The Police and Crime Plan, under priority 4 states a commitment to the Victims Code of Practice states that any vulnerable victims of crime have enhanced entitlements and must be supported accordingly. Due to age, any victim aged under 18 is considered to be a vulnerable victim and therefore would require an enhanced service, yet currently there are significant gaps in support provision for this group.
With a focus on child sexual exploitation, the Police and Crime Plan states that young people deserve to feel safe, and the PCC will ensure the right resources are available to support them.
Partnership work will form a key part of the delivery as Bedfordshire Victim Care Service signpost victims to supporting services. Bedfordshire Victim Care Services will develop working relationships with services that support children and young people and have the relevant specialisms.
The job specifications for the CYP Victim Care Co-ordinators will mirror those of other VCC’s in the Bedfordshire Victim Care Service but with necessary service adjustments and specialisms. Given the above it is considered both resource and time efficient that the staffing model be extended to include up to 2 FTE CYP victim care co-ordinators, rather than for CYP support to be outsourced. The benefits of this approach are that a lengthy procurement process that would see a further 12-month delay before vital support to children can be delivered would be avoided.
Consideration was given to outsourcing this project to an organisation that specialises in support for child victims, however given the existing managerial and supervisory structures and the working relationship with Bedfordshire Police, allowing referrals to be pulled directly from policing systems, expansion of BVCS was seen as the most appropriate method of mobilisation, therefore secondment of the capability into BVCS is seen as most advantageous.
In Bedfordshire it is recognised that children and young people are already supported by BVCS vicariously through their parents, and where relevant children and young people are referred on to partner agencies such as Embrace for support from KIDVA and KISVA roles. It is anticipated that the introduction of this pilot will enable a child or young person to receive practical and or emotional support in their own right, bridging the gap between practical support that may be available to their parent or guardian available via BVCS and the practical and emotional support available via the KIDVA/KISVA service which is commissioned in Bedfordshire via various local partners.
It is proposed that this secondment opportunity is shared with Embrace Child Victims of Crime as they have the expertise and capability to deliver a service of this ilk. The secondment would be managed via BVCS, and the 2 posts would be recruited to sit with the BVCS team at their location in Bedford.

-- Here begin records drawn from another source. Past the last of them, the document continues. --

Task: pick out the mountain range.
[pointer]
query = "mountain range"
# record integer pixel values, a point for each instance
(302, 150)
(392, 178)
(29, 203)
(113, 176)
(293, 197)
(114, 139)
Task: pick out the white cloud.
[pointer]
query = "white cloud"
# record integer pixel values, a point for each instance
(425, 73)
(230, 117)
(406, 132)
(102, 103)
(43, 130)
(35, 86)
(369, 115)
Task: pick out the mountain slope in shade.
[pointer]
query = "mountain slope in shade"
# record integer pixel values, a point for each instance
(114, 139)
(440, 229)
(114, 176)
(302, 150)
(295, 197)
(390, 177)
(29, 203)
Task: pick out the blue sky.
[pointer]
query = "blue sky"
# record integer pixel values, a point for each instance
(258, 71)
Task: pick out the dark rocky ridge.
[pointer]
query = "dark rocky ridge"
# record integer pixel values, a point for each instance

Given capacity within Embrace, it is proposed that a path finder team will be developed within Embrace, uplifting existing staff capability from their team in Cambridgeshire to initiate the referral pathway into BVCS. It is proposed that expenses would be covered as well as the wages for these staff to initiate the service in Bedfordshire while recruitment takes place to recruit up to 2 CYP Victim Care Coordinators on a fixed term contract for the remainder of the pilot.
To note decision
Bedfordshire Police and Crime Commissioner
I hereby approve the recommendations above.